7-Eleven Japan’s sakura sweets show cherry blossom beauty can be found all over【Photos】
From donuts to domyoji, 7-Eleven shows it knows how to do cherry blossom desserts.
Part of what makes cherry blossom season so awesome in Japan is that you can be as hardcore or laid-back about it as you want, and it’s enjoyable either way. If you feel up to it, you can make the trip to one of the country’s major travel destination-class cherry blossom viewing venues, but there’s also a special beauty to be found just by casually strolling through local neighborhoods and spotting a tree you’ve been walking by all year that has now suddenly burst into pink.
That applies to sakura sweets, too. Sure, fancy cafes add cherry blossom desserts to their menus in spring, but there are also amazing sakura treats being whipped up at humbler stores that don’t skimp on flavor or aesthetics.

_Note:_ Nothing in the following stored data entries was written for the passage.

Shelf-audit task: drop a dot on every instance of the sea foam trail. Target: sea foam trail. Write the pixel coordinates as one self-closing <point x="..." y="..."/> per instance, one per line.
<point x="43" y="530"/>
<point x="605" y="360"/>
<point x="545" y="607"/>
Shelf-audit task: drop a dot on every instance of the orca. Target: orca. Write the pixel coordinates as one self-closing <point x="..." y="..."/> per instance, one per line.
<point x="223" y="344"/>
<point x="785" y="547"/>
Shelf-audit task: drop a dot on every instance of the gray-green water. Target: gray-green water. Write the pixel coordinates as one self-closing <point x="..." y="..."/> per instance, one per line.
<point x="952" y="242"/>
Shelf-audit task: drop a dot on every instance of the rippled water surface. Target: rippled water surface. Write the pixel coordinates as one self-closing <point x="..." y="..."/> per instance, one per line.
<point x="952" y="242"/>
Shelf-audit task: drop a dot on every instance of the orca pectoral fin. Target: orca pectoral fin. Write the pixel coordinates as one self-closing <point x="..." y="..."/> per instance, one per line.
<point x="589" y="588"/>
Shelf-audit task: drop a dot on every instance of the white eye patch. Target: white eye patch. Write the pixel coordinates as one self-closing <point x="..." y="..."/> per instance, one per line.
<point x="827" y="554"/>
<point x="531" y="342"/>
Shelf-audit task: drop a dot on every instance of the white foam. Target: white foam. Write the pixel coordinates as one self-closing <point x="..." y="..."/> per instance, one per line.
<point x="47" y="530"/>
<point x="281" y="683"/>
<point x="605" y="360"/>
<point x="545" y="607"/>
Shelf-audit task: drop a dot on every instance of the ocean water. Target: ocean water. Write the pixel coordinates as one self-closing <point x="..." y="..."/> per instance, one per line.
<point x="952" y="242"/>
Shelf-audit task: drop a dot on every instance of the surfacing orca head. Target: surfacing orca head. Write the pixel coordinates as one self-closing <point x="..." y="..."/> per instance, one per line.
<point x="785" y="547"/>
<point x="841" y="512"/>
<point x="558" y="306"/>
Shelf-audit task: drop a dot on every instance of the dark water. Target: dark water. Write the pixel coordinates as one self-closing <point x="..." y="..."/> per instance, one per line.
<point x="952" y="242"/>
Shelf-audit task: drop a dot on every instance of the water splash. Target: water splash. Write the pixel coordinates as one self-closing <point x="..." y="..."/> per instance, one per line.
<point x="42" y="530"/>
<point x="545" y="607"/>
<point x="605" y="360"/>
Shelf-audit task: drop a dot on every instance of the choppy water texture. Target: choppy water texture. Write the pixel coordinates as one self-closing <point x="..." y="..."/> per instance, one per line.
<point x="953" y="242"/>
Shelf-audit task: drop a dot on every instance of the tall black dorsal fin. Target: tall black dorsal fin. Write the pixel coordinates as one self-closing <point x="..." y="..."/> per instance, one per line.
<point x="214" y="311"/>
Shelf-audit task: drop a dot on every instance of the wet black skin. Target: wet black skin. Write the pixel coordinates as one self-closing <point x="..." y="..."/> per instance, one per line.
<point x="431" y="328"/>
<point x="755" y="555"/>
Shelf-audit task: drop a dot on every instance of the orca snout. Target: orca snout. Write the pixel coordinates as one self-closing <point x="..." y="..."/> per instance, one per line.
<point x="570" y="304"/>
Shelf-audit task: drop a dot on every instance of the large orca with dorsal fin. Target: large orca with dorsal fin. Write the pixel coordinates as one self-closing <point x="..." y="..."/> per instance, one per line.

Case in point: all of the beautiful sakura sweets here are from none other than 7-Eleven Japan. Starting with what’s pictured above, that’s the Sakura Moko, a cream puff filled with sakura sweet bean paste and whipped cream. Priced at 200 yen (US$1.35), it’s not only impulse buy-friendly, it also leaves us with plenty of room in our budget to pick up a half-dozen or so of the other members of the tempting 7-Eleven sakura lineup.
Sticking with anko (sweet bean paste), usually dorayaki are a pair of pancake-like cakes with a thin anko filling. The Sakura An Cream Dorayaki (180 yen), though, has a super-thick stack of sakura cream mixed with white anko plus whipped cream with bits of sweet beans. It looks like you might need to press the top and bottom cakes together to take a bite, which could create a bit of a mess if you’re not careful, but that’s a risk we’re prepared to take.
Indecisive types, or individuals with such cultured sensibilities that they can appreciate a wide range of desserts, will want to check out the Spring Sakura Parfait (300 yen). The first thing that goes into the cup is a foundation of sakura gelatin, which gets topped by sakura mousse and anko. On top are dollops of whipped cream and domyoji, (a glutinous rice confectionary also known as Kansai-style sakura mochi), arranged in the shape of a cherry blossom, with an actual salt-preserved sakura flower on top.
Speaking of domyoji-style sakura mochi, you can get them by themselves in their orthodox form for 168 yen.
If you’d prefer a little more consistency throughout your cup-contained dessert, there’s the Sakura Milk Purin (250 yen), which infuses Japanese-style creamy custard pudding with the slightly salty sweet sakura flavor and dresses it up with sakura whipped cream and sakura sauce, with some white chocolate drizzled atop as a finishing touch.
Arguably the least elegant-appearing of the bunch is the Sakura Whipped Cream with Sakura Chiffon Cake (390 yen), which looks like something we might have made out of leftover dessert bits when we were kids. However, even as adults we still want to eat it.
There is a more mature-looking alternative in the Sakura Chiffon Whipped Cream Sandwich (178 yen), as 7-Eleven calls this cake…
…and rounding off the sakura sweets selection is Sakura Berry Old-Fashioned donut (148 yen), with a sakura berry glaze and flakes of white chocolate arranged to bring to mind cherry blossom petals fluttering on the wind.
The donuts and Sakura Shiffon Whipped Cream Sandwich won’t be making their debuts until March 18, but everything else is on sale now.